Edit: Dieses Tutorial is veraltet, hier gibt es die neue Version.

Hallo liebe Leute,
heute wollen wir uns mal an etwas besonderes wagen und zwar an die Entwicklung eines kleinen Betriebssystems. Natürlich werden wir damit nicht an Windows / Linux rankommen (noch nicht mal an DOS) aber immerhin erhaltet ihr einen kleinen Einblick darin, wie der Ladeprozess eines Betriebssystems funktioniert, was alles in einem Kernel steckt und wieviel Arbeit es sein muss etwas Windows-ähnliches auf die Beine zu stellen 😉

Was benötige ich?
Zur Entwicklung brauchen wir im Prinzip nur ein Tool, und zwar einen Assembler der aus dem Assemblercode den wir schreiben werden Maschinenbytecode generiert. Ich empfehle NASM da dieser Assember frei verfügbar ist.
Jetzt könnt ihr entweder im Notepad entwickeln oder ihr besorgt euch eine vernünftige Umgebung mit Syntaxhighlighting wie etwa Notepad++. Gut, jetzt haben wir alles was wir zum Programmieren brauchen, aber wie testen wir was wir geschrieben haben? Da haben wir im Prinzip 2 Möglichkeiten:

  1. Wir besorgen uns einen alten PC und spielen unser Geschreibsel jedesmal auf eine Diskette um es dann laufen zu lassen.
  2. Wir besorgen uns eine Virtual Machine.

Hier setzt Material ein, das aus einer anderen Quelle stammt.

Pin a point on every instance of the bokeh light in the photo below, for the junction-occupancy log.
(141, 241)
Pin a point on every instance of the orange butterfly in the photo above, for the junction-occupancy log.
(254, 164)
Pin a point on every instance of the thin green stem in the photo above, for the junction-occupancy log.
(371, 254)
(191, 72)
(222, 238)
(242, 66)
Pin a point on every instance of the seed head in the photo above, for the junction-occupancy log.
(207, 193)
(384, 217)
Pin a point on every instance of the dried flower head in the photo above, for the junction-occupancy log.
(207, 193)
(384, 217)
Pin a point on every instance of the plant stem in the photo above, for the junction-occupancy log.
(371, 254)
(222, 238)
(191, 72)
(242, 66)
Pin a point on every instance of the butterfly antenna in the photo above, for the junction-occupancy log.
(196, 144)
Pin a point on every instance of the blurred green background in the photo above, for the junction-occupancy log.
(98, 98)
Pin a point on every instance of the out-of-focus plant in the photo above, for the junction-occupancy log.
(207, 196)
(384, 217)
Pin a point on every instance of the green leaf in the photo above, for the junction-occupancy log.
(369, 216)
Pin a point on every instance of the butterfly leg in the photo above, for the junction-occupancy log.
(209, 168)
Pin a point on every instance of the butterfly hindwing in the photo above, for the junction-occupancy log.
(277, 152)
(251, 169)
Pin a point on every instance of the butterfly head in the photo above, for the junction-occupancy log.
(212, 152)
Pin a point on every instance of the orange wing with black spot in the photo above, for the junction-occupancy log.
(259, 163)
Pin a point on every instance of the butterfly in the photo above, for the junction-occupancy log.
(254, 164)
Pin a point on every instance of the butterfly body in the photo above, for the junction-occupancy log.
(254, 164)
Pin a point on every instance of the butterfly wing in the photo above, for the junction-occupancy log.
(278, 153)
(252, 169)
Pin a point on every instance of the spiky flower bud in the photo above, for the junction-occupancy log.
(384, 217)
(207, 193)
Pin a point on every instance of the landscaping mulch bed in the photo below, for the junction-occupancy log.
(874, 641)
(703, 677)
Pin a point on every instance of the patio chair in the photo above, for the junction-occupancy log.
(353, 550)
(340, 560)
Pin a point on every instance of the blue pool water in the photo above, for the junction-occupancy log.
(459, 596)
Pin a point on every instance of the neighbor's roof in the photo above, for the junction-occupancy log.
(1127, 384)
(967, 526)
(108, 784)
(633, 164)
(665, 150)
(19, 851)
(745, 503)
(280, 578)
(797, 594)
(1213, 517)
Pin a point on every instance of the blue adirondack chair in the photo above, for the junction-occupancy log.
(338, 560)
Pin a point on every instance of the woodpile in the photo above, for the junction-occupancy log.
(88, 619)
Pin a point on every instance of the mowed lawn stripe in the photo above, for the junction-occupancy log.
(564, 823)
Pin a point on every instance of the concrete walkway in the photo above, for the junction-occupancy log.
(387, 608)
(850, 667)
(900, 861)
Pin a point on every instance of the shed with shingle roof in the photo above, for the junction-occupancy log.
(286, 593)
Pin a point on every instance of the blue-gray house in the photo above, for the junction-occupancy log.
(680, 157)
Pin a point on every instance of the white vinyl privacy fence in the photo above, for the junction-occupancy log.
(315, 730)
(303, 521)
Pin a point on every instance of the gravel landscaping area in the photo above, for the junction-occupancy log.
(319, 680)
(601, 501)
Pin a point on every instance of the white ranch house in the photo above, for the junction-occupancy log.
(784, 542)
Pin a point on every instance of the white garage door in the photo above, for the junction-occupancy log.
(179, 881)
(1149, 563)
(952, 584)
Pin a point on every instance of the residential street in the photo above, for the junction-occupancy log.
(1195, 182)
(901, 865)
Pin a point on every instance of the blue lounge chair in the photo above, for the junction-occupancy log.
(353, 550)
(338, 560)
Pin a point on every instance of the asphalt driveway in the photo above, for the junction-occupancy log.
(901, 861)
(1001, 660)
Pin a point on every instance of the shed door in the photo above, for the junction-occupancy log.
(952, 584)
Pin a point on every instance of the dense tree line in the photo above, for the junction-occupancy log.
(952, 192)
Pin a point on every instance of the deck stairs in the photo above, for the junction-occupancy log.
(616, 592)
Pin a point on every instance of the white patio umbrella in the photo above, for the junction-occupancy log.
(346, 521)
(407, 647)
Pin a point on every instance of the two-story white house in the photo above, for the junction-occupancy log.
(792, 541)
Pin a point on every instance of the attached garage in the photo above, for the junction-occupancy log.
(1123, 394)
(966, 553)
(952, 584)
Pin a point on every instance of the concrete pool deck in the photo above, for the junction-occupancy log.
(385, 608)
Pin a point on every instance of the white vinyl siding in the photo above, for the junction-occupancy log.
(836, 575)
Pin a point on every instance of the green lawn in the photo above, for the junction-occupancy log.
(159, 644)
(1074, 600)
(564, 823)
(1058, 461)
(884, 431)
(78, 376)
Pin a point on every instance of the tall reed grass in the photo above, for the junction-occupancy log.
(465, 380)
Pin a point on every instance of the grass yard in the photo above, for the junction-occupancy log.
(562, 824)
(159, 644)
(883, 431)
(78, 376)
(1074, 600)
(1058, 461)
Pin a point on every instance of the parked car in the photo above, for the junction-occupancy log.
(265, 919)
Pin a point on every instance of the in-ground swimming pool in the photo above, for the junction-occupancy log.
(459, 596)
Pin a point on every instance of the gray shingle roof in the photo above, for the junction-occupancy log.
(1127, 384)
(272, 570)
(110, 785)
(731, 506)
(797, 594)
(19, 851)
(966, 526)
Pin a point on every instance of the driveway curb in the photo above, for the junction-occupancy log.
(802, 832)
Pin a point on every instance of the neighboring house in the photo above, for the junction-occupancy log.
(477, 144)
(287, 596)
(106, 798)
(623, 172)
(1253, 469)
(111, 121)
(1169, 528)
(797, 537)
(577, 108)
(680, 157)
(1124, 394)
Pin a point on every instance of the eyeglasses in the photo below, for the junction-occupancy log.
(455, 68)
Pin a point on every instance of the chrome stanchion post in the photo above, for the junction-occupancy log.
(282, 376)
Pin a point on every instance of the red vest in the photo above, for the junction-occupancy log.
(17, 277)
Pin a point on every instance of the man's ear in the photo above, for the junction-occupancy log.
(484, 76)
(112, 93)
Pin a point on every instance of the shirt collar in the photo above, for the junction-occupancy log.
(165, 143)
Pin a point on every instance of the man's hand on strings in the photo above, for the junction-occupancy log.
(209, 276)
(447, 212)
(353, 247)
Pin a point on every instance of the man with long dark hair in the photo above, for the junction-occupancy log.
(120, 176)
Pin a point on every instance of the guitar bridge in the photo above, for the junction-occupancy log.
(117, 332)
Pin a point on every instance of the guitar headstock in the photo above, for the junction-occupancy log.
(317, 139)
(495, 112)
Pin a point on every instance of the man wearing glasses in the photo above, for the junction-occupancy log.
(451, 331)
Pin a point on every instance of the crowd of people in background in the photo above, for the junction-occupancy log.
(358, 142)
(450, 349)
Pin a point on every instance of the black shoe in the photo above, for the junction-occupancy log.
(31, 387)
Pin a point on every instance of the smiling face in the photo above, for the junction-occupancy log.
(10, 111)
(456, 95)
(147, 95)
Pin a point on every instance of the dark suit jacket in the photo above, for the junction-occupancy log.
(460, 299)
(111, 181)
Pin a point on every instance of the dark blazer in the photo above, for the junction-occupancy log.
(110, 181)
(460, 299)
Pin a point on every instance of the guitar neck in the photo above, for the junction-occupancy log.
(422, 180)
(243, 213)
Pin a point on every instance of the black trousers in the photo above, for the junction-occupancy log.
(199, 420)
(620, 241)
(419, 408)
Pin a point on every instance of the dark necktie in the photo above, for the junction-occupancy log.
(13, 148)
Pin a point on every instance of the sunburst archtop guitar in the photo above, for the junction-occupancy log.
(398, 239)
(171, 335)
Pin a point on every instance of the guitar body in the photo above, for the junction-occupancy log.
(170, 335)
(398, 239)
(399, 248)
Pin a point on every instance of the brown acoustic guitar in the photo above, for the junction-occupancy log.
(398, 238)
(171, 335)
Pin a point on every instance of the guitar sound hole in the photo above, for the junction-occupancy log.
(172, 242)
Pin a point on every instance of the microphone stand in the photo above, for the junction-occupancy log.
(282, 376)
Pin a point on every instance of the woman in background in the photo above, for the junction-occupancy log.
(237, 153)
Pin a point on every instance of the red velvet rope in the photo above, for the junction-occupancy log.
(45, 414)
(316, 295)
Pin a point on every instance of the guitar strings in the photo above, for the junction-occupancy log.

Eine Virtual Machine simuliert einen Computer samt Hardware und BIOS. Die meisten haben virtuelle Laufwerke in die wir Images einlesen können, unabhängig davon ob in das Disketten- oder ins CD-Laufwerk. Als Virtual Machine empfehle ich Virtual PC von Microsoft da es schlank und kostenlos zu haben ist. Wer sich schon ein bisschen auskennt kann natürlich auch zu dem kostenfreien VM Ware Player oder zu Bochs greifen.

Dann brauchst du noch das kostenlose Tool RaWrite damit du Diskettenimages erstellen kannst um diese dann in die Virtual Machine zu laden und/oder auf Diskette zu schreiben.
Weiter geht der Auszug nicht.